Every Lutheran pastor has been asked to make an exception and baptize someone by immersion.  LCMS Chaplain Oliver Washington, Jr. is pictured in the May 2010 Lutheran Witness as doing that on page 18.  And what’s the big deal about that?  More than a soldier is being immersed; our theology is.

Every Lutheran pastor has been taught the following:

1) Luther thought immersing was the most fitting way to baptize.

2) The early church baptisteries prove they baptized by immersion.

3) You can’t prove from Scripture that Jesus or anyone else was baptized by immersion.  The Greek word baptize means to apply water somehow.

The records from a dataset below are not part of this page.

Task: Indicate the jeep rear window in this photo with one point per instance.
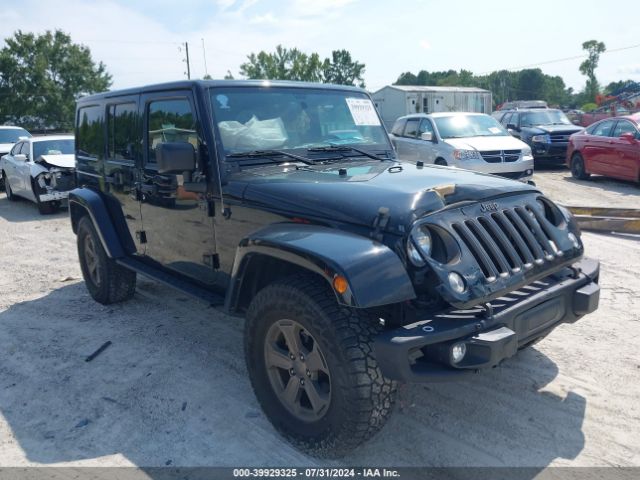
(259, 118)
(90, 132)
(170, 120)
(12, 135)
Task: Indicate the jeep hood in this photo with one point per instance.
(355, 197)
(504, 142)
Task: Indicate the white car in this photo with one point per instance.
(8, 137)
(40, 169)
(473, 141)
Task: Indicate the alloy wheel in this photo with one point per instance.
(297, 370)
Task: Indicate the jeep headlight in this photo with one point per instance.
(461, 154)
(541, 138)
(419, 245)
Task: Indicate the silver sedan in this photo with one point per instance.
(40, 169)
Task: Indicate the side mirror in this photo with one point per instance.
(427, 136)
(175, 157)
(629, 137)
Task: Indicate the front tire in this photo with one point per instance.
(578, 170)
(106, 281)
(312, 367)
(7, 187)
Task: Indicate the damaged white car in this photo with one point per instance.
(40, 169)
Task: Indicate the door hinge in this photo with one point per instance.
(211, 260)
(141, 235)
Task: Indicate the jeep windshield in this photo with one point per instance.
(544, 117)
(462, 126)
(270, 118)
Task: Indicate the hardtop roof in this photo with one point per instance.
(189, 84)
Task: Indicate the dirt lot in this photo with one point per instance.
(172, 388)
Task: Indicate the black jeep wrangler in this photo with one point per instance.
(284, 203)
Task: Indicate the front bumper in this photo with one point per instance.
(420, 352)
(522, 169)
(549, 151)
(52, 196)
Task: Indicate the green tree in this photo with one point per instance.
(342, 69)
(588, 67)
(292, 64)
(42, 75)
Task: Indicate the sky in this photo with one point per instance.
(142, 42)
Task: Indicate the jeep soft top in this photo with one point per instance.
(284, 203)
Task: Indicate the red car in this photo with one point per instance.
(609, 147)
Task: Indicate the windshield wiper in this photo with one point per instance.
(347, 148)
(270, 154)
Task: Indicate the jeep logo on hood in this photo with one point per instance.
(489, 207)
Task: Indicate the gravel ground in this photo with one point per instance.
(172, 388)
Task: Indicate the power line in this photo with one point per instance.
(559, 60)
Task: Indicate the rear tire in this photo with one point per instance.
(578, 170)
(106, 281)
(339, 369)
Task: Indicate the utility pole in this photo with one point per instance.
(204, 56)
(186, 48)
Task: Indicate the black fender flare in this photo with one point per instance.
(375, 274)
(115, 244)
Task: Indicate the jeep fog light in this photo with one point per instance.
(458, 351)
(456, 282)
(574, 240)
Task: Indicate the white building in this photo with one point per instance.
(394, 101)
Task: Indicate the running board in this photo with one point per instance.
(185, 286)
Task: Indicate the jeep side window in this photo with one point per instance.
(398, 127)
(121, 131)
(425, 127)
(16, 148)
(411, 130)
(603, 129)
(170, 121)
(90, 134)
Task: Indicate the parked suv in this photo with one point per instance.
(474, 141)
(545, 130)
(284, 202)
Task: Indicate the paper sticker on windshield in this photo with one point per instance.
(363, 111)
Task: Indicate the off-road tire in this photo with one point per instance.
(361, 397)
(7, 188)
(577, 168)
(115, 283)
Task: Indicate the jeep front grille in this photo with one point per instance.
(508, 241)
(500, 156)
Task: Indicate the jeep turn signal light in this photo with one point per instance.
(340, 284)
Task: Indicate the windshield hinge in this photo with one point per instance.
(380, 223)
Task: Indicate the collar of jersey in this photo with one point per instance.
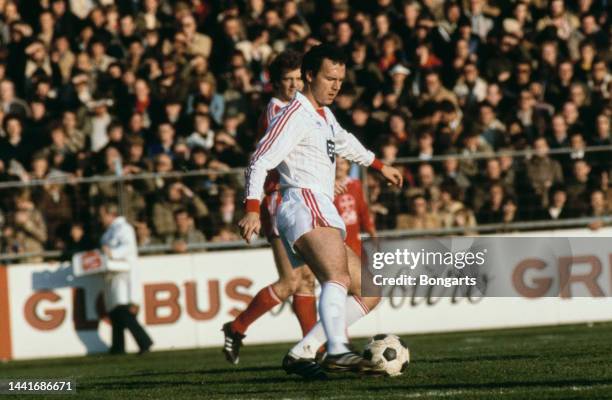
(310, 108)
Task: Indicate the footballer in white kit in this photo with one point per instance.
(297, 283)
(302, 144)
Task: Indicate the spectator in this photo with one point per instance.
(177, 195)
(542, 171)
(419, 217)
(28, 232)
(77, 241)
(578, 187)
(186, 234)
(492, 211)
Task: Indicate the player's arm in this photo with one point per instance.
(280, 139)
(349, 147)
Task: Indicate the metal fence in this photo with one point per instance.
(85, 193)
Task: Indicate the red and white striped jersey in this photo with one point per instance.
(302, 144)
(272, 183)
(273, 108)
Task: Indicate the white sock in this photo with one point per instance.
(308, 346)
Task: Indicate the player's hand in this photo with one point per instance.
(339, 188)
(392, 175)
(250, 226)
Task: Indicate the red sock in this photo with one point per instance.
(305, 308)
(263, 302)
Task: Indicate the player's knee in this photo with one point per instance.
(342, 278)
(289, 284)
(307, 283)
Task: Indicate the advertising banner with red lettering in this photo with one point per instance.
(45, 311)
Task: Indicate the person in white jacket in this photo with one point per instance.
(121, 294)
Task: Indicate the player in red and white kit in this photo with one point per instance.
(302, 144)
(286, 77)
(352, 207)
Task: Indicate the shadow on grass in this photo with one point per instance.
(478, 358)
(496, 385)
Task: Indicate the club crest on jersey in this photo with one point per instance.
(331, 150)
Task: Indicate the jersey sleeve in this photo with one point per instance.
(347, 146)
(280, 139)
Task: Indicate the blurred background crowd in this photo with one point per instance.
(497, 111)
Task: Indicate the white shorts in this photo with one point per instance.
(301, 211)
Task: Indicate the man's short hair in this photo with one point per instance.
(313, 59)
(288, 60)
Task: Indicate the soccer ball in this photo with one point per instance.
(390, 351)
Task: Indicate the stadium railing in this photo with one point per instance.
(410, 164)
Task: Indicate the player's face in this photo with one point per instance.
(326, 84)
(290, 83)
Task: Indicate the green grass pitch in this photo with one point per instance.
(564, 362)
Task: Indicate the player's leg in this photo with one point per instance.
(356, 308)
(324, 251)
(304, 300)
(118, 339)
(266, 299)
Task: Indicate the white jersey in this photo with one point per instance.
(302, 146)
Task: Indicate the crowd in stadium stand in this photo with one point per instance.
(100, 87)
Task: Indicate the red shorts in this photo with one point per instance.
(269, 208)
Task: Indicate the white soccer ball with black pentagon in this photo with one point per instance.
(390, 352)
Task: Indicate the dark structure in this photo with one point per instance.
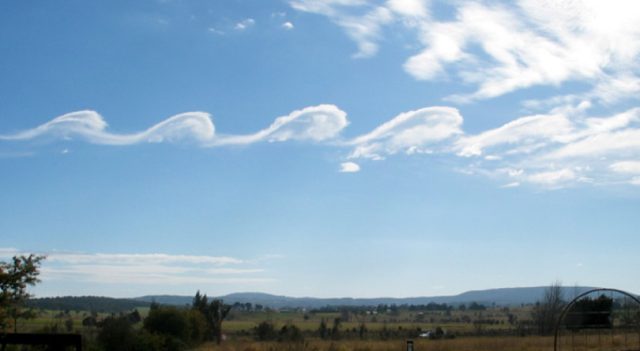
(599, 319)
(53, 342)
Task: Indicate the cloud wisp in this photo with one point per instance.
(315, 123)
(500, 47)
(563, 147)
(146, 269)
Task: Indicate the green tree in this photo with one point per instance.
(265, 331)
(214, 312)
(15, 277)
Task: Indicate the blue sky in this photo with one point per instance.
(320, 148)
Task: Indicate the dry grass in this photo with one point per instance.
(460, 344)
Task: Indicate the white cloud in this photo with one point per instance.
(365, 28)
(314, 123)
(245, 24)
(287, 25)
(563, 147)
(349, 167)
(500, 47)
(215, 31)
(632, 167)
(90, 126)
(157, 268)
(552, 177)
(409, 8)
(412, 132)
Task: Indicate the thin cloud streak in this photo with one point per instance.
(563, 147)
(314, 123)
(146, 269)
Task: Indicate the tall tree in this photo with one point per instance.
(214, 312)
(15, 277)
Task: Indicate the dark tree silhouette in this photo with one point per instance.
(15, 277)
(214, 312)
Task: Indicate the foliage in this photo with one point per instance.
(265, 331)
(214, 312)
(167, 321)
(116, 333)
(86, 303)
(15, 277)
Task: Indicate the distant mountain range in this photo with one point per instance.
(502, 297)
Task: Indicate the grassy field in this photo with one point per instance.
(460, 344)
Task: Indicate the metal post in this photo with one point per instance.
(409, 345)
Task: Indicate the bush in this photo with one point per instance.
(265, 331)
(116, 334)
(168, 321)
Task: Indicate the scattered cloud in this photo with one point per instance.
(287, 25)
(419, 131)
(146, 268)
(90, 126)
(365, 28)
(500, 47)
(315, 123)
(245, 24)
(563, 147)
(215, 31)
(349, 167)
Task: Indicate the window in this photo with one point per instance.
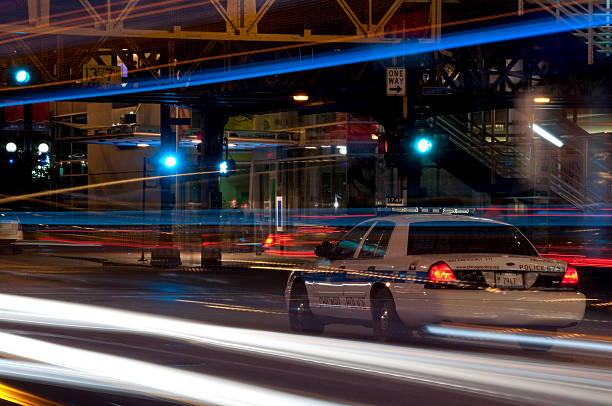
(375, 244)
(349, 243)
(466, 237)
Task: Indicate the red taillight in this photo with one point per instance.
(440, 272)
(571, 277)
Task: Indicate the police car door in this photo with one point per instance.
(327, 290)
(369, 268)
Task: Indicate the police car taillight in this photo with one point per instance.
(440, 272)
(570, 279)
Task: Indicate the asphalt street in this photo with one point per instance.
(236, 298)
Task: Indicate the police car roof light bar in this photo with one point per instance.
(428, 210)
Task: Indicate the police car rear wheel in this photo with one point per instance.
(301, 319)
(386, 325)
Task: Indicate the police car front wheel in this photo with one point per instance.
(301, 319)
(386, 324)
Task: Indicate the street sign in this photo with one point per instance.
(396, 81)
(101, 75)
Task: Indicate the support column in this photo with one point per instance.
(28, 151)
(212, 153)
(166, 254)
(168, 146)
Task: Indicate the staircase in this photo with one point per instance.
(510, 156)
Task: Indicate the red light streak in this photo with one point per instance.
(291, 253)
(581, 260)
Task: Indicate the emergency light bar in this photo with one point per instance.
(427, 210)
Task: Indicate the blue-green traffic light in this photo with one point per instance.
(223, 167)
(22, 76)
(423, 145)
(226, 167)
(170, 161)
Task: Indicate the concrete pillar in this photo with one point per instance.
(212, 153)
(166, 254)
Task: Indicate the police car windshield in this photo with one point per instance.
(466, 237)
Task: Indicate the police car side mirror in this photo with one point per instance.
(325, 249)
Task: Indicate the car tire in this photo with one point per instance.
(301, 319)
(386, 324)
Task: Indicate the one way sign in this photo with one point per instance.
(396, 81)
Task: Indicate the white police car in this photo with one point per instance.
(410, 270)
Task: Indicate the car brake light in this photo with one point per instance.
(440, 272)
(571, 277)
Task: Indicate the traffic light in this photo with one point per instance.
(423, 145)
(22, 76)
(226, 167)
(19, 76)
(169, 161)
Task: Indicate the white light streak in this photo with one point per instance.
(546, 135)
(543, 383)
(152, 379)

4) The only people in the Bible that were for sure immersed were the Egyptians.

5) Some faith groups insist that immersion is the only mode of baptizing and deny those not immersed have been baptized.

6) By not immersing, we are testifying both to the fact that we will not have our consciences bound by a manmade law and to the fact that neither the mode nor the amount of water contribute to the validity or efficacy of Baptism.

Every Lutheran pastor has been asked by someone to make an exception and baptize them or a child by immersion.  The reasoning is always that it is more Biblical (wrong) and/or more fitting.  When I’ve admitted, with Luther, that it is more fitting sign, they have without fail said that they meant it was more of a baptism.  I have never made the exception.  Why?  Because to do so would baptize the error that the mode or amount of water somehow contributes to what Baptism is or does.  Second, it could cause others who have “only been sprinkled” to doubt if their Baptism was enough.

Let’s give Chaplain Washington a pass here.  The photo says the Baptism took place in Iraq.  Perhaps this soldier was about to go out on a combat patrol.  Perhaps no matter how hard and well the good chaplain catechized the solider he couldn’t be disabused from the notion that the only fitting way to be baptized was by immersion.  Given such a situation I can believe that I too would immerse the solider.  However, by publishing the picture The Lutheran Witness has immersed our theology.

Isn’t that how it always is?  You identify one threat only to be surprised by another.  I thought our confessional theology was only endangered by the fires of Ablaze! Now the waters are rising against us.

About Paul Harris

Pastor Harris retired from congregational ministry after 40 years in office on 31 December 2023. He is now devoting himself to being a husband, father, and grandfather. He still thinks cenobitic monasticism is overrated and cave dwelling under.